Misulonas: GOP TV
Joseph Misulonas, Columnist
October 2, 2012 •
It is universally accepted that the vast majority of power players in Hollywood and the entertainment industry in general are more liberal than the general population. Though Clint Eastwood and his magic stool publicly campaigned for Mitt Romney, most high-profile celebrities have donated and supported President Barack Obama.
However, last weekend’s Emmy Awards showed that underneath all the liberal showmanship lies the conservative underbelly of the entertainment world.
Take, for example, “Homeland.” The show is about a CIA agent who suspects that an American POW who has been held by al-Qaida for eight years may be a sleeper agent. The show portrays government officials as ignorant and incompetent. When the main character suggests the soldier may have been turned by his captors, they tell her to leave it alone (apparently having never seen the countless episodes of “Law and Order” that have used Stockholm Syndrome as a plot device). In the face of government incompetence, the CIA agent has to take the law into her own hands and run her own investigation, violating several laws in the name of protecting the citizens of the United States. It’s basically “24” without the constant nuclear bomb threats and Kiefer Sutherland screaming every two minutes.
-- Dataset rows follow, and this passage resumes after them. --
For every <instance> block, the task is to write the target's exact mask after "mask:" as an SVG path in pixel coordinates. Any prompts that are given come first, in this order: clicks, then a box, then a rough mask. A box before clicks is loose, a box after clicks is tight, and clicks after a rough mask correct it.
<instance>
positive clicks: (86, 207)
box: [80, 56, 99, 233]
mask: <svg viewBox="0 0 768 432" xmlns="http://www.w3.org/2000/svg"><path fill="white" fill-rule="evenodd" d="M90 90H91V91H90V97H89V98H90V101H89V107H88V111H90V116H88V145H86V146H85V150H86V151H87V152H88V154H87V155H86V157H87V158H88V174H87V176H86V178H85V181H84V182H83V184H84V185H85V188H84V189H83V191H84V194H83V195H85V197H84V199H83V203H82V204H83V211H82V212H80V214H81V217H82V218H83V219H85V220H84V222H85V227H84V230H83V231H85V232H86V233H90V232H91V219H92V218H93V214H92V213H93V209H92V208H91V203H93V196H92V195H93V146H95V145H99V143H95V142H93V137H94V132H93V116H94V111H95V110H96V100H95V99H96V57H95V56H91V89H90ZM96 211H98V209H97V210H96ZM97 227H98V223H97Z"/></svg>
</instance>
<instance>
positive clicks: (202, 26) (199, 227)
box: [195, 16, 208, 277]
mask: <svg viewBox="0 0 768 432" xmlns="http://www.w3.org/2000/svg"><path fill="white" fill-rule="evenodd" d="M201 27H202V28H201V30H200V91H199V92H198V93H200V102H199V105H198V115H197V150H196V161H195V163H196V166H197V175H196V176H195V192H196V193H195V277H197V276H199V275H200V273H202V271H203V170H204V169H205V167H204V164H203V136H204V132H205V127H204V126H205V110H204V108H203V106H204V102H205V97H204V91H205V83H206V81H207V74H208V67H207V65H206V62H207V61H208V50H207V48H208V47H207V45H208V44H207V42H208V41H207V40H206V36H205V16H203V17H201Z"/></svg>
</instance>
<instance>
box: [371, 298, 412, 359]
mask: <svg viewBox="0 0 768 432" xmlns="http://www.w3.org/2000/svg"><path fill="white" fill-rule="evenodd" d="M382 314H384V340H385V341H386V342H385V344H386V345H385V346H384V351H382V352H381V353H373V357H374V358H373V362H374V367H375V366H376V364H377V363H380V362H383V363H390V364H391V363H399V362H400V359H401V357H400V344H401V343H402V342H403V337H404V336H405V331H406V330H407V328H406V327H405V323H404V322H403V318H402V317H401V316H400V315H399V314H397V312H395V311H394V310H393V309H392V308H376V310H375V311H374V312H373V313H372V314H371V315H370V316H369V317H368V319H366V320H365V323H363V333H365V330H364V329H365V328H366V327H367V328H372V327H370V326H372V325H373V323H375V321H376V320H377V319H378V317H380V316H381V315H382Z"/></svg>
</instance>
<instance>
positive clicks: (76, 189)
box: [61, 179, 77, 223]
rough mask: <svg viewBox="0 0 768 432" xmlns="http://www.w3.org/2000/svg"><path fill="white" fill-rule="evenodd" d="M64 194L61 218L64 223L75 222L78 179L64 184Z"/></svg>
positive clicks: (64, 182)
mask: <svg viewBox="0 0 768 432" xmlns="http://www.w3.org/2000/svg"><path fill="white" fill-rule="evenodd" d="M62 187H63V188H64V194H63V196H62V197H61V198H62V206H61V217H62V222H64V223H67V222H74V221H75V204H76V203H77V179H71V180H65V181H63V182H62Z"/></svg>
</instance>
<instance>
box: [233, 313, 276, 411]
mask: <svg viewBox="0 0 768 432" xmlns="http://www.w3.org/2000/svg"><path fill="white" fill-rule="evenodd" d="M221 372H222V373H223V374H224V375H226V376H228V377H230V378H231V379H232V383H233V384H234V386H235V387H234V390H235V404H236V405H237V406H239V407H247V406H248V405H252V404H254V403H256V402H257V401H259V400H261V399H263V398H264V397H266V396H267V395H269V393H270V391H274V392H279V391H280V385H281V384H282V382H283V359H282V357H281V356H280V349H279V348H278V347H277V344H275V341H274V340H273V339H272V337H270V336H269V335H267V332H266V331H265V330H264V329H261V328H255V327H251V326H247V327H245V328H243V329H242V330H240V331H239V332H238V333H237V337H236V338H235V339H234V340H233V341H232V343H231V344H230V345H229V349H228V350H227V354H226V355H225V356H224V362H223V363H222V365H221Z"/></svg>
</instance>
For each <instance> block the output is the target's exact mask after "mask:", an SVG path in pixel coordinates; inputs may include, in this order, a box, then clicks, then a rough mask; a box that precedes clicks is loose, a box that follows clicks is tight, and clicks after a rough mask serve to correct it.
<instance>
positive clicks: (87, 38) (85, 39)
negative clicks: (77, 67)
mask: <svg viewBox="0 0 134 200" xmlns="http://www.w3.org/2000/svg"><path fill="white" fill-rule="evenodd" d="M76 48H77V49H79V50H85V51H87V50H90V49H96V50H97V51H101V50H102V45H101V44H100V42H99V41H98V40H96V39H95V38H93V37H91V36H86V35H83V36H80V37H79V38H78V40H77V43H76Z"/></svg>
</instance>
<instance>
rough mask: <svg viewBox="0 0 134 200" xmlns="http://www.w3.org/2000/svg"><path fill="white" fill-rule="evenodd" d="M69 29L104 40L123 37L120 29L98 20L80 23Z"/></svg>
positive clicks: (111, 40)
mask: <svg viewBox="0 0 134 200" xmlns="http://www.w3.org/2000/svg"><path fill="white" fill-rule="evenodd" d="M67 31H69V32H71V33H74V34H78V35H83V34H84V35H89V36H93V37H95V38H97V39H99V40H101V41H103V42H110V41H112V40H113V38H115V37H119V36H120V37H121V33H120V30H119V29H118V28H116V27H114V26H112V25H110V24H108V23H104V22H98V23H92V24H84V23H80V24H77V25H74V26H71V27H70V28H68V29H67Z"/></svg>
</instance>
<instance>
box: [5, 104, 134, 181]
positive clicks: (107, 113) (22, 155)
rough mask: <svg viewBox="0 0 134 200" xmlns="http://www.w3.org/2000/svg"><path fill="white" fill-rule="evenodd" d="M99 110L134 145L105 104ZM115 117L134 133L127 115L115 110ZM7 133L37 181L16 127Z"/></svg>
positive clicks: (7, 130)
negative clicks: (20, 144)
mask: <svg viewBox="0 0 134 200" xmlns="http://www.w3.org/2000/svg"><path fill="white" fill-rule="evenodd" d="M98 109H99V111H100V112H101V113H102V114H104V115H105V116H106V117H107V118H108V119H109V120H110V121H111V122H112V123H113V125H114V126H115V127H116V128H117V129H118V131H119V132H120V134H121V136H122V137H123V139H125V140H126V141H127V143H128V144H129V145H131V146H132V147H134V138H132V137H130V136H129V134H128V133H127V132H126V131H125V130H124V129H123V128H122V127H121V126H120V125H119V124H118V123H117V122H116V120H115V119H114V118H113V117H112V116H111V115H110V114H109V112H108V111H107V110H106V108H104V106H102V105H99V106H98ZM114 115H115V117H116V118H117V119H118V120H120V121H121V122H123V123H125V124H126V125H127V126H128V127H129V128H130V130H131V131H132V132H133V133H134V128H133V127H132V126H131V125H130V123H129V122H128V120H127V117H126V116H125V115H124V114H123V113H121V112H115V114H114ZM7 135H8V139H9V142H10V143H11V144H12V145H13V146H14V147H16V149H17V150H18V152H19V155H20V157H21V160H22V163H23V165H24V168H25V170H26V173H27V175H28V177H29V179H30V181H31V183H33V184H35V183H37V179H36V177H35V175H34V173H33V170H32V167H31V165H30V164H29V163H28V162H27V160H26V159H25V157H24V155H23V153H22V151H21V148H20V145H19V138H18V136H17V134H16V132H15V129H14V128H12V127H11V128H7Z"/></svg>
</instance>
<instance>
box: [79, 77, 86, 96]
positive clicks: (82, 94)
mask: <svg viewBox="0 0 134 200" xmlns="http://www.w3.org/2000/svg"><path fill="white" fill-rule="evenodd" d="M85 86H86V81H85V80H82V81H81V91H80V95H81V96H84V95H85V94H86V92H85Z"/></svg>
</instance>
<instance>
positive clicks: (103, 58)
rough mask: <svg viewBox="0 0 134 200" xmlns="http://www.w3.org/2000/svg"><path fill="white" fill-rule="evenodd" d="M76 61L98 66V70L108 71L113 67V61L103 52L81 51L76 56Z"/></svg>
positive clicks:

Another show that has a conservative ideology is “Mad Men.” While many conservatives would criticize the adulation of adultery on the show (I’m pretty sure Mormons are banned from watching people smoke and drink on television), “Mad Men” is essentially a Republican wet dream. Upper-middle class white men dominate society. They live in their suburban enclaves away from the race riots and student protests of the early 1960s, pleasantly ignoring everyone who disagrees with their politics. The main characters work at an ad agency, prostituting themselves to corporations so they can sell toasters and poorly designed airplanes to the American people, never pausing to question the morality of their profession.
On that same channel, you can find “Breaking Bad.” At the beginning of the show, Walter White was a high school chemistry teacher who began selling meth to support his family after he was diagnosed with cancer. As the show progressed, Walt became a drug kingpin, continuing to cook and sell meth despite not needing the money. The show portrays drug dealers as narcissists and sociopaths who deal drugs as a way to garner power, ignoring the socioeconomic conditions that force many people to deal drugs. The show portrays the DEA as incompetent (the head DEA agent does not realize his own brother-in-law is a kingpin running an empire right under his nose). Additionally, it ignores the tremendous amount of violence and death in Mexico that has been a result of America’s conservative-led War on Drugs. It could also be argued that by using his education and his creativity, Walter White has built himself a successful small business in the face of government regulation. This kind of ambition fits right in with Mitt Romney’s adopted campaign slogan, “We Built It.”
Even shows that discuss liberal causes often do so through a conservative lens. On “Modern Family,” a gay couple adopts a Vietnamese baby, prove to be loving and supportive parents and attack the illusion that gay parents are detrimental to child development. However, the show ignores the issue of gay marriage and other forms of homosexual discrimination that are prevalent in our society. Though one of the central storylines involves a mother and son who immigrated from Colombia, the mother marries a wealthy American businessman so she is able to avoid the less-than-minimum wage jobs and poverty that many immigrants face. Her son also speaks an astonishingly fluent and almost Shakespearean style of English despite it not being his first language.
That is not to say that any of these shows are bad. I watch all of the shows I mentioned regularly. Perhaps the issues raised would bog these shows down and make them unwatchable. It’s weird that while we consider Hollywood a liberal bastion, there are a number of dominant conservative elements in our popular culture.
I will keep watching these programs, if only because “Downton Abbey” is boring as hell.